I'm more worried about some joker creating a virus or exploit that turns the good cop into a bad cop, and I can only imagine the destruction and hassle that will ensue.

First of all, this policeman program is also a traffic cop. Aside from having the potential ability to turn your operating system off so that it cannot work at all, it is the program that allows your OS to be upgraded.

There will be no patches for an exploit against the program that turns off upgrades.

Once a virus that makes the cop refuse to authenticate Vista hits the Net, then how can the problem be fixed? By definition and the way I see it, this will be an impossibility.

This concept of hacking the policeman is not new.
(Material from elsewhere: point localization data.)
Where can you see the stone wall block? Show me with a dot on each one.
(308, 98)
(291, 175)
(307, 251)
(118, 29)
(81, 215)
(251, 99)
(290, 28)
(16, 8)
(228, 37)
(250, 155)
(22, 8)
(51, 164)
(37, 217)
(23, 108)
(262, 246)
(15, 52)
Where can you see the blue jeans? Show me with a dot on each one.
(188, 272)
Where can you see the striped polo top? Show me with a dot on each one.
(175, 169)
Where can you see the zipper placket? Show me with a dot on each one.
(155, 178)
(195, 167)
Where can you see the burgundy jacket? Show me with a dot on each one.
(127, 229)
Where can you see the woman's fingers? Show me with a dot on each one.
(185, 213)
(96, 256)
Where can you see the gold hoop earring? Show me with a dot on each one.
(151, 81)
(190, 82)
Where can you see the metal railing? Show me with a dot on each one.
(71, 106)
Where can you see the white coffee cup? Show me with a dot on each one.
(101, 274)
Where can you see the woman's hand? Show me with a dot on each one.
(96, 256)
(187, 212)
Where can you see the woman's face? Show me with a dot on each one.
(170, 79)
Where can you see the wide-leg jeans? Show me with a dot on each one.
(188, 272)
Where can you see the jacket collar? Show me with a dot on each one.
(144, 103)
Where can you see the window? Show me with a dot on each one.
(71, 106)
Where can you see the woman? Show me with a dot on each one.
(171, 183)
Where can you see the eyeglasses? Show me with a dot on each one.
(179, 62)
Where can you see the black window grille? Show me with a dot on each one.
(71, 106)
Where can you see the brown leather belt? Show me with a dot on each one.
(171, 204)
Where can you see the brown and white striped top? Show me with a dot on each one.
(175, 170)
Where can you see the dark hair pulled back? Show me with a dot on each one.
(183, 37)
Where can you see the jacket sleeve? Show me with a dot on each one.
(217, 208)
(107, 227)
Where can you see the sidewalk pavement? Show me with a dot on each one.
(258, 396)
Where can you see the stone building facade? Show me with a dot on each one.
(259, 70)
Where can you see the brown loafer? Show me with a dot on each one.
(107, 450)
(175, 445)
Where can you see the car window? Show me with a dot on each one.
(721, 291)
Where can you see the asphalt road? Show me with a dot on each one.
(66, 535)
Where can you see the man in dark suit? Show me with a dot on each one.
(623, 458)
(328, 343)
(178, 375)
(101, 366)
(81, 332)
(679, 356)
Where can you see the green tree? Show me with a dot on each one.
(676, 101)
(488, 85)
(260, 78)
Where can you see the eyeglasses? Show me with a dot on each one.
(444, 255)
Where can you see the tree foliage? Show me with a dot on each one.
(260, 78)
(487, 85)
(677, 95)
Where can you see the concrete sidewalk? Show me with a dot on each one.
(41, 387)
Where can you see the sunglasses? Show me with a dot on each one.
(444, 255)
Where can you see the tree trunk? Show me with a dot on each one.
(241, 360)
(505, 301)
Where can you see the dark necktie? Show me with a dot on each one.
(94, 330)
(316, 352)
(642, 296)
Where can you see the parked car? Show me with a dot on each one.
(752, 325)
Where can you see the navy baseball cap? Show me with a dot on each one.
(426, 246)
If you recall some of the viruses from a few years back, many of them would first attack antivirus software to render it useless.
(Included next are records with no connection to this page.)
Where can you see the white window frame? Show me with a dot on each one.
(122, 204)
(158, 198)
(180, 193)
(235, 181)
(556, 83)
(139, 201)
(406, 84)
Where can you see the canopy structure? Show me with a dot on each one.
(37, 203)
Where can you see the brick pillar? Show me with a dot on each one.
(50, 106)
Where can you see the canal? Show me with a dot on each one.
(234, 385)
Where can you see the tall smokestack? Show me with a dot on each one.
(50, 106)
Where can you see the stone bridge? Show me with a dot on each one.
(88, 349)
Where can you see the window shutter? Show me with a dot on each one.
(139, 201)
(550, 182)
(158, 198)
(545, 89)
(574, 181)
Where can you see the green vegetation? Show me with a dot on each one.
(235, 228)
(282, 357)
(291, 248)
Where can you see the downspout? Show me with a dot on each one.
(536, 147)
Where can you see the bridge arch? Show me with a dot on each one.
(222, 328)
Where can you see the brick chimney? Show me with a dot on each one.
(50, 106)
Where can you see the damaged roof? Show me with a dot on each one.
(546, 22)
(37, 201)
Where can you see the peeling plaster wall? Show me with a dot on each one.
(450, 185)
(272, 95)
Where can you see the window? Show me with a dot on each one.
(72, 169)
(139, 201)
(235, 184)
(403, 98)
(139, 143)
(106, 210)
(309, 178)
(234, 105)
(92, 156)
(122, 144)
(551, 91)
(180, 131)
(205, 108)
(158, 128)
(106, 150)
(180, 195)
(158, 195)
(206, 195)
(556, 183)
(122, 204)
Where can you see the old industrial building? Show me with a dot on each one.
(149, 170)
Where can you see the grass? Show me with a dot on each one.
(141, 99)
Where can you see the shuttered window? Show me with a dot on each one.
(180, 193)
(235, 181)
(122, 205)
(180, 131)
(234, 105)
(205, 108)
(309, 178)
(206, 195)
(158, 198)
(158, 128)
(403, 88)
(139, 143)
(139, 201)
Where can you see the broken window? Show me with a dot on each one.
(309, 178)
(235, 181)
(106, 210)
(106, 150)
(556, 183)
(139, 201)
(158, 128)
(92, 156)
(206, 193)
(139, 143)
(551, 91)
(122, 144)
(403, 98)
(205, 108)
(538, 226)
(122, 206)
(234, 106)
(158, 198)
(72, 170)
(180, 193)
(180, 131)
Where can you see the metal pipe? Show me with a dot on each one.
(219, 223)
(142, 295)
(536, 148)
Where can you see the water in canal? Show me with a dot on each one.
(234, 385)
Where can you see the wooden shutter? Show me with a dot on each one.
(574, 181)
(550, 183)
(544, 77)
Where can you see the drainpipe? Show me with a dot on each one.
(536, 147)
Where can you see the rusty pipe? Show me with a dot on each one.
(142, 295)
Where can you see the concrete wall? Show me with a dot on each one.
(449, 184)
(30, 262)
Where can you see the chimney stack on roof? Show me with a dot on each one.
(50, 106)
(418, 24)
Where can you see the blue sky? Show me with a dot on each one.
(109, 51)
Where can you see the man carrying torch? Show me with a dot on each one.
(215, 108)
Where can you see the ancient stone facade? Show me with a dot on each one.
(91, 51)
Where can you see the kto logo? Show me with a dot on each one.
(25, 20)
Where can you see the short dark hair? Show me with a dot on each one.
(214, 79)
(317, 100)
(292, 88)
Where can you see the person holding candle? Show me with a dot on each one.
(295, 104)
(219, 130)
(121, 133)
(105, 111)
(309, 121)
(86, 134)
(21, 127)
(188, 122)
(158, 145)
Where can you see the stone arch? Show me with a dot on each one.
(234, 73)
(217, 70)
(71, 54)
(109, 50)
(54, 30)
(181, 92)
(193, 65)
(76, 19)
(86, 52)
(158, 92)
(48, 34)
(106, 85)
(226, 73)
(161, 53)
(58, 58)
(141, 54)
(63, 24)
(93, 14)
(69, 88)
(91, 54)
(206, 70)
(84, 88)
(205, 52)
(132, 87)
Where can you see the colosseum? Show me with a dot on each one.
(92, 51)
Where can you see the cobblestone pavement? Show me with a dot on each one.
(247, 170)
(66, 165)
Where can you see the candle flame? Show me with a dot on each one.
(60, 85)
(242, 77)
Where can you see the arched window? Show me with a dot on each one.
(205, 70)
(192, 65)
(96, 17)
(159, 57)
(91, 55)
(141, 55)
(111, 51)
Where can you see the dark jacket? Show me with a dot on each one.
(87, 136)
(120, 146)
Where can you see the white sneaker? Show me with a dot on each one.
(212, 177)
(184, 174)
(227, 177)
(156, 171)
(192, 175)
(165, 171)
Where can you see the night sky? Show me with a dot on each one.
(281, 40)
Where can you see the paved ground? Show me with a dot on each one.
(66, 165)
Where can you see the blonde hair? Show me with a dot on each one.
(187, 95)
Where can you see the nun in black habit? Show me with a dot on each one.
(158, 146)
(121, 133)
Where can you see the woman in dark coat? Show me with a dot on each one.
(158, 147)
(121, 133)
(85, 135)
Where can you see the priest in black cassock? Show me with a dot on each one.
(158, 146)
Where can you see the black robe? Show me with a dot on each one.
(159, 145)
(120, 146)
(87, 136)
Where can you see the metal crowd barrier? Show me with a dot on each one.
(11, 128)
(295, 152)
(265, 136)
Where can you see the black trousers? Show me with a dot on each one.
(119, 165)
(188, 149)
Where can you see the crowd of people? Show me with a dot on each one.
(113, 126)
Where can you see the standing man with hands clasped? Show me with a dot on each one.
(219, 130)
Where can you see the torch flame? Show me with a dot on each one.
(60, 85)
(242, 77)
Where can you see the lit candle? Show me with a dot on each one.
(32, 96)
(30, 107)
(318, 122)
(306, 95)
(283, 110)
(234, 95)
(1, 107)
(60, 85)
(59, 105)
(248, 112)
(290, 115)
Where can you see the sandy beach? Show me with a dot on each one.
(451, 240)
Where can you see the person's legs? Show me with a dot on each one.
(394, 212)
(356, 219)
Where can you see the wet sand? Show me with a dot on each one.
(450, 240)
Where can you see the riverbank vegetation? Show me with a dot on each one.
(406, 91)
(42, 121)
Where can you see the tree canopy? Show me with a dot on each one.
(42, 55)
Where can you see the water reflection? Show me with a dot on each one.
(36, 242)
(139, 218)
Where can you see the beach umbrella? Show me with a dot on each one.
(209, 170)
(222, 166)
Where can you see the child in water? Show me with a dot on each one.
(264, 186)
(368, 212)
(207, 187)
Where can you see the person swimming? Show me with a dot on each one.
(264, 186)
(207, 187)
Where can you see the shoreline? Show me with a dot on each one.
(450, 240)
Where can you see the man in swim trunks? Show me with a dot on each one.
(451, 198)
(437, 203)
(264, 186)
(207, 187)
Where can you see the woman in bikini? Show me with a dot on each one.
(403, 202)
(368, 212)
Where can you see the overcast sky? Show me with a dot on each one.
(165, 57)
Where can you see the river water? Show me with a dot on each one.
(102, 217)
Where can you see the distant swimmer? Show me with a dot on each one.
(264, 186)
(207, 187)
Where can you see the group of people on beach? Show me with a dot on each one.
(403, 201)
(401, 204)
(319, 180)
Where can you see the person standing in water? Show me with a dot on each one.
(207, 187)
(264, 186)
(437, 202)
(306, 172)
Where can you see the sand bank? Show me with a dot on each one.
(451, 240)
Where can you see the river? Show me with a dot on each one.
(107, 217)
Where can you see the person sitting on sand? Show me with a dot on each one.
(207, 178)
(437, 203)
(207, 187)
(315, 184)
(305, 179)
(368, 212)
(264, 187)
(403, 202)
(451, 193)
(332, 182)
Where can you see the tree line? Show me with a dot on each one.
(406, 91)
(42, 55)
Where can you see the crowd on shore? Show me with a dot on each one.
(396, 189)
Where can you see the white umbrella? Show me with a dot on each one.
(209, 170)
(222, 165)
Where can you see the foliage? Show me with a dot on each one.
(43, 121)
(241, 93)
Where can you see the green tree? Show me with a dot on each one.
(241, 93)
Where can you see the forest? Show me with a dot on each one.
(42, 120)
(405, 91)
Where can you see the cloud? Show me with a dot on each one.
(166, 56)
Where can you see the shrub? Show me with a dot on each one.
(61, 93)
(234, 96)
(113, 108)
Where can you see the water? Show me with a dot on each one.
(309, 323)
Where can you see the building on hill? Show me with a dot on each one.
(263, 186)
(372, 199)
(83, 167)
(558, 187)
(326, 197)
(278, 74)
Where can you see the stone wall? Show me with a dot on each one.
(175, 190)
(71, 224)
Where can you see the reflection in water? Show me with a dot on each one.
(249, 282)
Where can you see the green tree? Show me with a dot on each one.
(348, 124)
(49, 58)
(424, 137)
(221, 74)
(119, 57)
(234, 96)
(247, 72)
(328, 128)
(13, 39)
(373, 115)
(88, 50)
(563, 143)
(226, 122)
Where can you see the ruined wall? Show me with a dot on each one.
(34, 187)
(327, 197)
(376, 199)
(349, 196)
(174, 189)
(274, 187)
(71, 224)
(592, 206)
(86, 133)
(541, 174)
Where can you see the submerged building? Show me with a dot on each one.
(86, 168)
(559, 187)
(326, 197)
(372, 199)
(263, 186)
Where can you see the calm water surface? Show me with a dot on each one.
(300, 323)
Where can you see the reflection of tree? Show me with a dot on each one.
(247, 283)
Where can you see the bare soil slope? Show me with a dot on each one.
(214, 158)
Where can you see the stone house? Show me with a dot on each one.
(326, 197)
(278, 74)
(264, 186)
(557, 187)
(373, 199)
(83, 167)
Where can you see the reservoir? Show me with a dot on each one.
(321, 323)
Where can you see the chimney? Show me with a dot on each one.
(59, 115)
I do not even want to think of the consequences of Vista turning itself off in enterprise situations such as airline reservations or a hospital full of patients on life support.

A serious collapse of the authentication network that could not be fixed without sending out discs or one-by-one-downloads will end up in the courts, and you can be certain that the shrink-wrap license agreement that holds Microsoft blameless will be tossed out as bogus.

Of course Vista isn't shipping yet, and a lot of final decisions have not been made. But Windows Genuine Advantage has already been test-marketed on Windows XP users.

Why anyone running Win XP would ever install it is somewhat mysterious, but let's face it, most people are trusting, gullible and naïve when it comes to big corporations pushing them around.

All I can say is that Microsoft's strategy could become a tremendous nightmare if the black-hat brigades target the Windows Genuine Advantage scheme with an answer of their own.